Le marché automobile a fait grise mine en 2025, malgré une légère embellie à la rentrée. Sur l'ensemble de l'année écoulée, le marché a enregistré une baisse de 5,02% sur un an, avec 1.632.154 immatriculations, montrent les données de la Plateforme automobile (PFA). Les immatriculations avaient déjà reculé de 3,4% en 2024. À titre de comparaison, plus de 2,2 millions de véhicules avaient été immatriculés en 2019, avant la pandémie de Covid-19 qui a marqué une rupture majeure pour le marché automobile. Un quart du marché a été évaporé en six ans.
En décembre, les immatriculations de voitures neuves en France ont décliné de 5,84% en rythme annuel, selon les données communiquées jeudi 1er janvier par la PFA. 172.927 véhicules particuliers ont été immatriculés dans l'Hexagone le mois dernier, a rapporté le PFA. Le mois de décembre a compté 22 jours ouvrables en 2025, contre 21 jours en 2024.
"Le sol se dérobe sous nos pieds", s'alarmait fin novembre Luc Chatel, le président de la PFA.

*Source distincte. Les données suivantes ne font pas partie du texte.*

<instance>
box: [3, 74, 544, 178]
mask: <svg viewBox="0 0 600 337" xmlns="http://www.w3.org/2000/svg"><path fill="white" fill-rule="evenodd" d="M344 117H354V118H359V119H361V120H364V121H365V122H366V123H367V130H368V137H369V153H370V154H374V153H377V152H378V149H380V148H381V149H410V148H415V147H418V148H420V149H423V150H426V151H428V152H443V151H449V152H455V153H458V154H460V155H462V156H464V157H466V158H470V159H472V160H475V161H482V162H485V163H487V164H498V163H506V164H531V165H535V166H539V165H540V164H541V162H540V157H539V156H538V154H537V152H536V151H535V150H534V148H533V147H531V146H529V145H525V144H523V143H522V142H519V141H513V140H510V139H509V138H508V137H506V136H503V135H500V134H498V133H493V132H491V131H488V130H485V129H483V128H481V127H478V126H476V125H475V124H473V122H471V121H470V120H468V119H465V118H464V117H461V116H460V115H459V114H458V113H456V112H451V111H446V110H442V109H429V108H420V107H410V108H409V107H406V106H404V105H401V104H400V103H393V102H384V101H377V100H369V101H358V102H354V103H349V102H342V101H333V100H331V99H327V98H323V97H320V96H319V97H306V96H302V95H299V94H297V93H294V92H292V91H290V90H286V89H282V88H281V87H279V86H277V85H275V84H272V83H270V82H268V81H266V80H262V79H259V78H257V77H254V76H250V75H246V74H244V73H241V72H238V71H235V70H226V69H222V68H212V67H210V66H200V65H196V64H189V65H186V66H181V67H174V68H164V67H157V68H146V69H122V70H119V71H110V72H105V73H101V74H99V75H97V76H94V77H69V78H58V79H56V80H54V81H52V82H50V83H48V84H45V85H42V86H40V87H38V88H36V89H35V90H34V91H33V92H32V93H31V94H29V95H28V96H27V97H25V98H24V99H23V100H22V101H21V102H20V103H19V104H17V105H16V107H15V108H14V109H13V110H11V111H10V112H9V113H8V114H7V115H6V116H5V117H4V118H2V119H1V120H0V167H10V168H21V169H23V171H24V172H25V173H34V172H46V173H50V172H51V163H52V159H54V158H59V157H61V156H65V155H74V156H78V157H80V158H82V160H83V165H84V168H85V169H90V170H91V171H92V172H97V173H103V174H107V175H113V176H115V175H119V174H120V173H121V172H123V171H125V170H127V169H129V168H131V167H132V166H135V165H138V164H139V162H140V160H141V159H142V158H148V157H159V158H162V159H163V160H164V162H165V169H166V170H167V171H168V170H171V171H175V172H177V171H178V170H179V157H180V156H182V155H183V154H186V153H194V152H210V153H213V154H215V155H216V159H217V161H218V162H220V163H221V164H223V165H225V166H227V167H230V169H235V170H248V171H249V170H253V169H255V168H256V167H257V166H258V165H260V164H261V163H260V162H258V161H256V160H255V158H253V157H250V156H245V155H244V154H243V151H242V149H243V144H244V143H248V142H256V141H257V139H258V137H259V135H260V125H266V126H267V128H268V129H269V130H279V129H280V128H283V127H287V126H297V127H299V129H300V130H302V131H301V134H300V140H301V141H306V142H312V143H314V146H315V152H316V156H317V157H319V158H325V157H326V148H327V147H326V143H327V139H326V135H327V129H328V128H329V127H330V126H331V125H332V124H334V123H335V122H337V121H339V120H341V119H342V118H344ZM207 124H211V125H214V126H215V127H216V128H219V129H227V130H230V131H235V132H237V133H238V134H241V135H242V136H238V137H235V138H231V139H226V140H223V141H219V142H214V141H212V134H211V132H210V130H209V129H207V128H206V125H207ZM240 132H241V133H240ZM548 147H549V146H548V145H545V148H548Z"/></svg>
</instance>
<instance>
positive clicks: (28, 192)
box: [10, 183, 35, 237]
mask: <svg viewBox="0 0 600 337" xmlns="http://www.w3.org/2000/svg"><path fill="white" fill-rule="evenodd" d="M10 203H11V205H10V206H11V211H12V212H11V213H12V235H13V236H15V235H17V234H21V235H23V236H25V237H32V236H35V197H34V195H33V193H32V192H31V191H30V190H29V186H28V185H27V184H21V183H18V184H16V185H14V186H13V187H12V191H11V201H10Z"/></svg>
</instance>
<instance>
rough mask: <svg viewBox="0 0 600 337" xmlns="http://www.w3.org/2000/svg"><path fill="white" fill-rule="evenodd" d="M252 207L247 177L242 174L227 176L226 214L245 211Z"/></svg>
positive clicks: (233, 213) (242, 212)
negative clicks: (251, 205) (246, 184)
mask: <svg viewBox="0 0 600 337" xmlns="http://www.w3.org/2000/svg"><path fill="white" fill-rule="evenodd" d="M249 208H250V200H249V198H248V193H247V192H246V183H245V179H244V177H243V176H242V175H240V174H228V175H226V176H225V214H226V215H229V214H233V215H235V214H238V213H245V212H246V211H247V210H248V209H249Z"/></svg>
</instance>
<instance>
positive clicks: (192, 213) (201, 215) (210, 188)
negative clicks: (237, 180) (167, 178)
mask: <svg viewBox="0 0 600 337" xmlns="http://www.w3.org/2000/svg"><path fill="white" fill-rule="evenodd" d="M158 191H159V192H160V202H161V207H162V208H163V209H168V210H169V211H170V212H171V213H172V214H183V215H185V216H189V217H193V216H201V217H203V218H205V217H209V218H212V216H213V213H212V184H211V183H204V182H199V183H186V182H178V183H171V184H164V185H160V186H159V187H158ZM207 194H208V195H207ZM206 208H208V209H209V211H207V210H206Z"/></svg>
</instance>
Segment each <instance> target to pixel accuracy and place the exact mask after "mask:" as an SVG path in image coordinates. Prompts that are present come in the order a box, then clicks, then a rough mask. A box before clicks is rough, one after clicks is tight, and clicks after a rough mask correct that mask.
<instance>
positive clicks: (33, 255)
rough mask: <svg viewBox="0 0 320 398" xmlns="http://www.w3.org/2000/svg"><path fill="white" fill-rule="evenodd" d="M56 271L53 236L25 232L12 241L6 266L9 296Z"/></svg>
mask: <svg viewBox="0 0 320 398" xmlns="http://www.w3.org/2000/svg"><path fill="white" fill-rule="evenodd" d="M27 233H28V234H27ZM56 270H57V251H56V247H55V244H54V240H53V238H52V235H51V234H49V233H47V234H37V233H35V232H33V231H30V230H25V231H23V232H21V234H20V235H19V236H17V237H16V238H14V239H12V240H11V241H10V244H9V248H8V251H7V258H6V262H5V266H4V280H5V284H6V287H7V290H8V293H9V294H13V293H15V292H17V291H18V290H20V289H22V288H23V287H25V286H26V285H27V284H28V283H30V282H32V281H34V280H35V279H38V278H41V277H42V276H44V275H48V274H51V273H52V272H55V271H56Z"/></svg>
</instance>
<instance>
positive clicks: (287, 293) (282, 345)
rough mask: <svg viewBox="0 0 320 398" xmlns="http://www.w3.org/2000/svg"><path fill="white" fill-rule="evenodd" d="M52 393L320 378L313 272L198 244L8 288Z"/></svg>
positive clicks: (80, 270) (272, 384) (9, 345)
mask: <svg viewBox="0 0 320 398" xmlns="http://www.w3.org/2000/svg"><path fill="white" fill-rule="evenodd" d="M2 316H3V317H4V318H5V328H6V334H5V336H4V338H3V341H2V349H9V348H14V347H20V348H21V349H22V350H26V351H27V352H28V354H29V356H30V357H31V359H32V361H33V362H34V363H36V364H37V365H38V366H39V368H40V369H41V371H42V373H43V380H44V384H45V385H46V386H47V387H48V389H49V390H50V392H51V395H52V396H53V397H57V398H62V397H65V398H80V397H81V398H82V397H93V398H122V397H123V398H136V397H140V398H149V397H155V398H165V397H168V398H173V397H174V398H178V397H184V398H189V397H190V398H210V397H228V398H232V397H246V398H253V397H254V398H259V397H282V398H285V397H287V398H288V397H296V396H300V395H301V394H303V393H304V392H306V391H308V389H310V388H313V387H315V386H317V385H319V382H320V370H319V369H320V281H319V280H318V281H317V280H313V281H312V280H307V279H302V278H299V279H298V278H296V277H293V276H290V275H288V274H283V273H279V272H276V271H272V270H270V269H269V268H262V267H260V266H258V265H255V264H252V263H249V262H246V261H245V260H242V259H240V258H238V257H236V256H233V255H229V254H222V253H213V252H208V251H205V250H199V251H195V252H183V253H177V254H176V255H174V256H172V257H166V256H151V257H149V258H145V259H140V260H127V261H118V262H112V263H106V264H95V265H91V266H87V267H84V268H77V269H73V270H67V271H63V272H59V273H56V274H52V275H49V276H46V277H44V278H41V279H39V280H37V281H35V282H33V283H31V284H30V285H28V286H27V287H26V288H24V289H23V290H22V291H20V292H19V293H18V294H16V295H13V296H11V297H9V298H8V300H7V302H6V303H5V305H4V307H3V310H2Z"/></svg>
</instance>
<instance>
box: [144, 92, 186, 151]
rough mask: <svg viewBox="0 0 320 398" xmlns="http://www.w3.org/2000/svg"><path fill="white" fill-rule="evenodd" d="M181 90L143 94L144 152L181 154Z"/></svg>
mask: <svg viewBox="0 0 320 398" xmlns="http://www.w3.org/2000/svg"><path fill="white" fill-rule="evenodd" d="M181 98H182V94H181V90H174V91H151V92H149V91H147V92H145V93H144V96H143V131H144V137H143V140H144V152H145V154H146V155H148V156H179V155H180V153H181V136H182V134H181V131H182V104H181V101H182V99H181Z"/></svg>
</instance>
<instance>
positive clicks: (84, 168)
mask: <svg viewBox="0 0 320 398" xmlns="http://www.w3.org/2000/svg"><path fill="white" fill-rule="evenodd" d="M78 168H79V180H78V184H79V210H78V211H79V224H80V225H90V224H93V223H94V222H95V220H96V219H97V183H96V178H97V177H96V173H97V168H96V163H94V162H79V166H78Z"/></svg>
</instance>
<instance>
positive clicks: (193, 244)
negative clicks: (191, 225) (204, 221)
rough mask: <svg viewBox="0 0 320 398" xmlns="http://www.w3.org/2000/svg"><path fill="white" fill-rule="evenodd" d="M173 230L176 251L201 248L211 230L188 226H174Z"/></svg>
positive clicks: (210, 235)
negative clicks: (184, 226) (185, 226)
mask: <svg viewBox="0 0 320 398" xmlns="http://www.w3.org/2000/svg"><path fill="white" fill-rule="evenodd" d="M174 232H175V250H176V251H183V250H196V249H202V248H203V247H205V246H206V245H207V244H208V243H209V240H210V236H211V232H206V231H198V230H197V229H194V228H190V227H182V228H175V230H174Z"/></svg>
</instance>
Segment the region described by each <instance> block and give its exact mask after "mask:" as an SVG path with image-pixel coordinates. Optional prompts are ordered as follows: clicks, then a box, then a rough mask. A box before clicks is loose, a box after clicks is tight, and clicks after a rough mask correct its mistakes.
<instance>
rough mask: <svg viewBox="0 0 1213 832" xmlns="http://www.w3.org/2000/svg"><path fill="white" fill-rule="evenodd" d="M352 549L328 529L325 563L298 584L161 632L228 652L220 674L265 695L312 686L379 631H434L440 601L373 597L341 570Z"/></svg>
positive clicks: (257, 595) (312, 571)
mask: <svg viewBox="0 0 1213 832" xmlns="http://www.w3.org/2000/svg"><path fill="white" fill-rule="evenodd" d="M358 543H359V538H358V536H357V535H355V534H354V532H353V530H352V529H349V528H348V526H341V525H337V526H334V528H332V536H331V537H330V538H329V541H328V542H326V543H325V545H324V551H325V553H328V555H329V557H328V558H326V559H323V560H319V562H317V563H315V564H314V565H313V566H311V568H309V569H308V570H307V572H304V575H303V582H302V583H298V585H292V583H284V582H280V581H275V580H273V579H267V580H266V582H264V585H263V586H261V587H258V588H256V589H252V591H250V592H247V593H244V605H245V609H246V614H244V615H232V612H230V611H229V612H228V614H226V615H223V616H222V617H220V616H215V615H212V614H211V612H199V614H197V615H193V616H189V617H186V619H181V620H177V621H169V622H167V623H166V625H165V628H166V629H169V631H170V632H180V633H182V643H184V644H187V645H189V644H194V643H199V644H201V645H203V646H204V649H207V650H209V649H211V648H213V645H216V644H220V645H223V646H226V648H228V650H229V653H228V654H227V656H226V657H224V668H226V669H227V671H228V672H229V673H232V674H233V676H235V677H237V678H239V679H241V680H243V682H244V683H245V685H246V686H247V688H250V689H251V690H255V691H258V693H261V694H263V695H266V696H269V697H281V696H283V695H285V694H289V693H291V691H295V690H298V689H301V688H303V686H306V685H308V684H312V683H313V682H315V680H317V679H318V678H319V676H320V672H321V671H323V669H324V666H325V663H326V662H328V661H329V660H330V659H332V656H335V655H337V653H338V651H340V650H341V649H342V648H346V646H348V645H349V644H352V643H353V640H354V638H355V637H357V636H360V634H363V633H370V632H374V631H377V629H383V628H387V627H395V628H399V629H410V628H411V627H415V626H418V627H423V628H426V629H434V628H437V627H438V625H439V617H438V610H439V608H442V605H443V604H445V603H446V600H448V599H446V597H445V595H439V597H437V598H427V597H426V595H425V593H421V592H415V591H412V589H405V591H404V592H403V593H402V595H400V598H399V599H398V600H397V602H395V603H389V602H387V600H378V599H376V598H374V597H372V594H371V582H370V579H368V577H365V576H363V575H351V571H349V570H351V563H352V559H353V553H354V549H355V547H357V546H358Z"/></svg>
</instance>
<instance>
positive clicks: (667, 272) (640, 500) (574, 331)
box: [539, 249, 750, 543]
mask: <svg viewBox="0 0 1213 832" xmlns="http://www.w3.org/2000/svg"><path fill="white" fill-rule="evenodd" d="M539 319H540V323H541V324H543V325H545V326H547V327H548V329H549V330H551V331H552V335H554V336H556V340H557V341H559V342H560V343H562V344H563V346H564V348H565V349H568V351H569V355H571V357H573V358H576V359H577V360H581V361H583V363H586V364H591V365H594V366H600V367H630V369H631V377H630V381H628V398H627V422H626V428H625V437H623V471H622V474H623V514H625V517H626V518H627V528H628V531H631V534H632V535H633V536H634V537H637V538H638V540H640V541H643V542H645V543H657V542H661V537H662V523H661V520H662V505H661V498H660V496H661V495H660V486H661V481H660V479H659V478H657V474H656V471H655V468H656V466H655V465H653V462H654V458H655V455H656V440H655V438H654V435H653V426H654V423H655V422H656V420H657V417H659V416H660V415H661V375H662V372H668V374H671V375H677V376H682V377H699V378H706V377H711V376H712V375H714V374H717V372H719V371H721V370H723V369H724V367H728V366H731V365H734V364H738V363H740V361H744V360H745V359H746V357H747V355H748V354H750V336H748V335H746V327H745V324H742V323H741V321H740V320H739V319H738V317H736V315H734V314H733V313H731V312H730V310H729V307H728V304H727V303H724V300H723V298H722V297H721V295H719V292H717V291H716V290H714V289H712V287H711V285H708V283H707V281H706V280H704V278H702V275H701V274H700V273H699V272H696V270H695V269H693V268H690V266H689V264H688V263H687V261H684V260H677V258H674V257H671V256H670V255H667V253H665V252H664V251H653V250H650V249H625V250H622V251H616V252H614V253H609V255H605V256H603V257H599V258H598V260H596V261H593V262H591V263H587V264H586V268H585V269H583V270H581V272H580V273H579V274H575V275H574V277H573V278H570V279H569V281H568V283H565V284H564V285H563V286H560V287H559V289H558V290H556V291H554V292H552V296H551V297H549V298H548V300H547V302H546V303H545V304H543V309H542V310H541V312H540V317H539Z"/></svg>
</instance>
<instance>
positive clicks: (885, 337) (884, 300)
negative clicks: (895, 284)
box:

François Provost, le nouveau patron du groupe Renault, a prévenu: "notre industrie vit un tournant, avec un risque de décrochage". Le secteur automobile emploie en effet 13,8 millions de salariés et pèse 7% du PIB dans l'Union européenne.
Renault prend la pole
Dans le détail, les marques du groupe Stellantis (Peugeot, Citroën, DS ou Opel) redressent un peu la barre, avec une progression le mois dernier de 5,42% par rapport à un an plus tôt. Au contraire, le groupe Renault (marques Renault, Dacia et Alpine) a vu quant à lui ses immatriculations en France diminuer de 10,34% en rythme annuel en décembre.
La marque Renault reste toutefois la plus vendue en France, devant Peugeot et Dacia, et a conforté ses parts de marché en 2025. Pour sa part, le constructeur américain Tesla a vu ses ventes chuter de 66,04% sur un an le mois dernier.